Any other actual ways of doing it?

Regarding 2., as @jbadams noted, if the player knows that the outcome is deterministic (and they will know when they try savescumming :) ), they will then do another kind of savescumming: save the game, try to spy, if it fails reload and don't try to spy at all.

There is an alternative approach to this that goes in the other direction: increase the randomness (insert the insanity wolf meme here :) )
If spying is not the only random thing in the turn, but also resource production, battle outcomes, random events and everything else, then reloading a save will make the player lose all the good rolls that they got, just to save one bad roll (the spy roll). If you make enough rolls per turn, and make some of them be good and some of them bad, the player could get discouraged from trying to roll until they get all of the good rolls.

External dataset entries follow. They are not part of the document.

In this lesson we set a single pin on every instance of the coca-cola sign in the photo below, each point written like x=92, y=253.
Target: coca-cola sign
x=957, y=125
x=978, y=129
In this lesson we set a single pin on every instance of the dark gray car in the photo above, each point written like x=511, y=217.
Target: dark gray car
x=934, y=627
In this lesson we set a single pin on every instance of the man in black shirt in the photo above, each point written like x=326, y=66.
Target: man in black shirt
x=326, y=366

And another solution, one that is very user-unfriendly: make saving and loading as tedious as possible. Don't give the player any quicksave/quickload options, and make the loading be long and slow, and load the whole game state from scratch without any caching. If the player has to waste minutes loading the game multiple times just to save one spy, they will just give up :)

Well no I hate slow load/saves so that's not an option :) Also it seems too devious to add a "sleep" function just to waste the players time!

Increased randomness will be hard with my game, so I think i'll need to use one of the other solutions.